Malaparte, que eligió bien su seudónimo, tomado de un libro de 1848, garibaldiano en la Primera Guerra Mundial, republicano,fascista, aunque el historiador Bruno Guerri, su biógrafo, dijo que nunca lo fue, antifascista, comunista, maoísta y convertido en su lecho de muerte al cristianismo, le gustaba impresionar, provocar, escandalizar al lector, sacudirle la conciencia. Se ha dicho que es hijo (mal que le pese) de D'Annunzio, Jünger, Hemingway, Drieu la Rochelle, Malraux, empeñado en transformar la vida en literatura. Su lema era el de Dalí: "Que hablen de uno aunque sea mal".
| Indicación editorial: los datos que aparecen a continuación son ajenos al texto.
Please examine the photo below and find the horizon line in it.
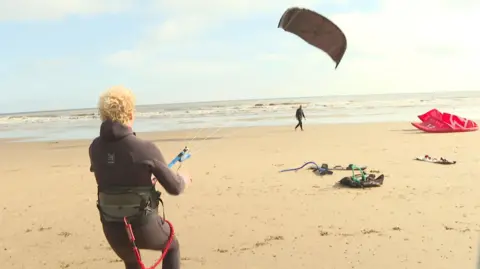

Es difícil trazar una biografía cabal del escritor de Prato. Escribió que había visto cómo Mussolini mataba con sus propias manos a cinco gatos. El Duce le perdonó que dijera que sus corbatas eran feísimas, pero esto último, lo de gaticida, lo sacó de sus casillas: fue expulsado del partido. El irónico, el cínico, el agnóstico murió rezando y llorando. Y de pronto, poco antes de la agonía final, pidió la habitación 32 de la clínica Sanatrix de Roma porque "está más cerca del montacargas de los cadáveres". Otra vez cínico Malaparte.

Nunca supo cuál era el oficio más difícil, si el del vencido o el del vencedor, pero de una cosa estaba seguro, de que "el valor humano de los vencidos es superior al de los vencedores". La Iglesia puso La piel en el índice de libros prohibidos, pero el novelista y comunista francés Roger Vailland, que le visitó en su residencia de Capri, "la casa más bella del mundo" regalada en herencia a los maoístas chinos, entendió que era una obra profundamente cristiana.

Fue siempre un narcisista, un exhibicionista. La máscara era su emblema. Corría en bici por el techo de su casa de Capri, retaba en duelo a sus enemigos, seducía a toda clase de mujeres. Hombre de poliédricas experiencias, dirigió periódicos, incluida La Stampa y películas como Cristo

prohibido. Era un esteta, un decadente, poeta, barroco italo-latino, romántico, europeo, siempre en conflicto entre su alma alemana y su corazón italiano. "Nunca me perdonan", se dirigió a sus críticos, "que yo sea veinte centímetros más alto que la mayoría de los escritores italianos".